Шрифт:
Закладка:
Покормите птиц зимой,
Пусть со всех концов
К вам слетятся, как домой,
Стайки на крыльцо.
А ниже звучит и вовсе моляще:
Сколько гибнет их — не счесть…
Видеть тяжело.
А ведь в нашем сердце есть
И для птиц тепло.
Право, достал, достал меня Яшин этой своей тревогой, будто больно пнул мою совесть, умиротворившуюся было тихим сентябрьским деньком.
Не закрывая книги, я подошел к окну. А там исподволь уже делалось вот что: за минувшее лето уличные березки своими верхними побегами дотянулись до моего балкона на пятом этаже. Концевые листочки еще по-летнему весело и беспечно полоскались друг перед дружкой: «Я так могу, а я так умею!» Но первые утренники уже пометили их обманной лимонной нежностью, определив срок, когда порыв близкой невзгоды бросит их под ноги прохожих или вовсе унесет невесть куда.
А давно ли над этими березовыми вершинками с ликующим визгом проносились вставшие на крыло молодые стрижи, иногда в азарте и юной неловкости задевавшие бельевые прищепки на балконе, которые и сами походили на вилохвостых ласточек, присевших передохнуть на протянутые веревки.
Стрижи исчезли в самый день Яблочного Спаса, когда в соседнем школьном саду еще дозревали, багряно полосатели отяжелевшие штрифели, аромат которых в открытое окно опахал и мой письменный стол, отчего казалось, будто лето остановилось в своем необратимом благоденствии. Но как раз в этом голубом августовском безвременье внезапно обломившаяся тишина повисла гнетущей пустотой и неуютом. Нас всегда смущает всякое прикосновение времени, его рокового перста. Неожиданный отлет стрижей и был знаковым предвестником надвигавшихся перемен, в котором мы, пребывая в ложном ожидании грядущей вечности, не всегда горазды уловить эти вкрадчивые перемены.
А между тем в легком перистом небе уже заходили предзимними кругами хороводы повзрослевших грачей. Они кружили высоко, на пределе своих возможностей, почти без взмахов, распластавшись крылами. Их гортанный переклик едва долетал из поднебесья. Грачи предавались доступной им радости своего бытия, взмыв над неприютной и всегда враждебной землей, на которой приходилось пребывать озираясь, а крылья держать наготове, будто взведенные курки. Эта радость кружения была выше радости сытости и покоя, потому что приходила вместе с чувством свободы. С бывалыми, умудренными птицами кружил молодняк, обучавшийся лёту — крутым виражам и захватывающему скольжению с посвистом ветра в упругом молодом пере. Должно быть, каждый взлетевший впервые испытывал ликующую гордость от ощущения себя птицей, не ведающей, что ждет ее там, внизу, когда вскоре земля окутается снегом и грянут цепенящие морозы.
Синицы объявились прилюдно только с первой прохладой. Они не попадались на глаза все минувшее лето, и даже не было слышно их тонко зинькающего голоса. В летнюю пору, поглощенные семейными хлопотами, они напрочь исчезали из виду и вели скрытную неслышную жизнь в кронах окрестных деревьев, порой прямо у нас над головой. Да и до песен ли, до праздного ли мелькания, пока не оперятся, не поумнеют, не усвоят, что такое кошка, все десять, а то и пятнадцать голопузых пискунов? И каждый, едва только забрезжит свет, уже пуще другого разевает оранжевую глотку: дай, дай, дай! Вот и крутись мать-синица с утра до вечера: в гнездо с букашкой, из гнезда с какашкой… Сказано это не ради смешка. Если за оглоедами не убирать, то вскоре этим непотребством гнездо наполнится до крайнего предела.
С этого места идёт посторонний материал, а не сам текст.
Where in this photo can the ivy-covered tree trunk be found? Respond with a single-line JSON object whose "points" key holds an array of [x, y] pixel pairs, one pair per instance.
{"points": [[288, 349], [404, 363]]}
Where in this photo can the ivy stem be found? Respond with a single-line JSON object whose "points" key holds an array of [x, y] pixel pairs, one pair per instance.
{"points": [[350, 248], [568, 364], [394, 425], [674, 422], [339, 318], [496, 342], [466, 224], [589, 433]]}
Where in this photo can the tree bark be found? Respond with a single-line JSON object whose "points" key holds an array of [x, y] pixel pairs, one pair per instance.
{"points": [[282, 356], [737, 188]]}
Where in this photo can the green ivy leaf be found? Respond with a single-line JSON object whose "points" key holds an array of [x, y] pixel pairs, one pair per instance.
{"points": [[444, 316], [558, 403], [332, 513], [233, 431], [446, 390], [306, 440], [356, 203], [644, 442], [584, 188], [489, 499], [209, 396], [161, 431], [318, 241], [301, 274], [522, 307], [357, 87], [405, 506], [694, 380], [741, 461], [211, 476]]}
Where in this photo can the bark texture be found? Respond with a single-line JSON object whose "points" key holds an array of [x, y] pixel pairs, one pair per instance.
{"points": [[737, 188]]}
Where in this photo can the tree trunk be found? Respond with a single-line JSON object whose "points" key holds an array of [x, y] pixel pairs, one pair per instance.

Да и сами-то букашки — они ведь не на каждом кусте, не на всяком листе. Их еще и разыскать надобно да исхитриться поймать. Те ведь тоже умеют прятаться или притворятся не тем, что они есть. Да еще желательно, чтобы добыча была не кусача, не растопырена во все стороны. А то иная гусеница так устрашающе волосата, будто ерш для чистки бутылок, а малиновый клоп этак вонюч, что с души воротит. А пуще всего подавай им пауков, что развешивают свои тенета меж кустов и построек. Их брюшко наполнено уже готовой белковой кашицей, которую они сами высасывают из мягкотелых насекомых. Такой паучок для птенца — сущее лакомство, за которое он готов выклевать глаз своему братцу и даже вытолкнуть из гнезда.
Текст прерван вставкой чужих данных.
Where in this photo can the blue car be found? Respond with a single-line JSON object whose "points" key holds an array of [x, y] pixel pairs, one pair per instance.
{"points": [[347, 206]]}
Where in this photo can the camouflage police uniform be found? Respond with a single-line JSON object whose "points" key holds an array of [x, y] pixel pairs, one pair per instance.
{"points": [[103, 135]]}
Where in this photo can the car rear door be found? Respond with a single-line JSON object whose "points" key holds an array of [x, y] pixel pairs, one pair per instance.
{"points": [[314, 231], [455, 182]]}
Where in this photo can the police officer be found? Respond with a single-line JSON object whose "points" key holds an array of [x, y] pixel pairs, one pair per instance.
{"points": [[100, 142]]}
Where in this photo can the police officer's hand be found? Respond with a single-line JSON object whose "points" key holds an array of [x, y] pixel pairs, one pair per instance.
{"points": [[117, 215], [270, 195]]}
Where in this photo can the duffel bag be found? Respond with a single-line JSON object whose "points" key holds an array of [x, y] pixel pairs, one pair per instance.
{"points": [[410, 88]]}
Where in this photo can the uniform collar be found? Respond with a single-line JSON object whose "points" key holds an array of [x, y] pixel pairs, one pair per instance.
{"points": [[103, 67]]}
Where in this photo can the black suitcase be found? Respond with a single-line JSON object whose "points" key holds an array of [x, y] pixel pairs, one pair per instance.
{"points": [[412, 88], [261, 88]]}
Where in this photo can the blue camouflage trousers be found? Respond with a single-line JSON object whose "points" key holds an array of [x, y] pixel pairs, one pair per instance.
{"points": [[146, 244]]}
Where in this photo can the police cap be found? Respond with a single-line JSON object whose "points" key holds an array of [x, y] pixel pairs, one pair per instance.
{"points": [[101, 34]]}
Все эти премудрости мамаше надо знать, чтобы не летать попусту, не носить в гнездо напраслину. В иной день до трехсот вылетов приходится совершать родителям в поисках завтраков, обедов и ужинов для своих ненасытных чад. А в иное благоприятное лето, не дав себе опомниться, собраться с новыми силами, синичья пара заводит новую кладку. И все начинается сызнова: туда-сюда, туда-сюда с рассвета до заката, без отгулов, без выходных. Поглядишь на эту птаху-кроху — в чем только душа держится: комочек перьев на тонюсеньких ножках да пара бусинок черных глаз, а какая материнская отвага, какое самопожертвование! А то бывает: папаша еще докармливает первый выводок, а синица-мать тут же, поблизости, в запасном гнезде, насиживает яички второго захода…
Наш великий классик Пушкин как-то, не подумавши, написал:
Птичка Божия не знает
Ни заботы, ни труда…
Ой ли, однако!
И все же напрашивается вопрос: зачем синице этак напрягаться, выбиваться из последних сил? Для чего заводить такую уйму выкормышей? В чем смысл такого самопожертвования?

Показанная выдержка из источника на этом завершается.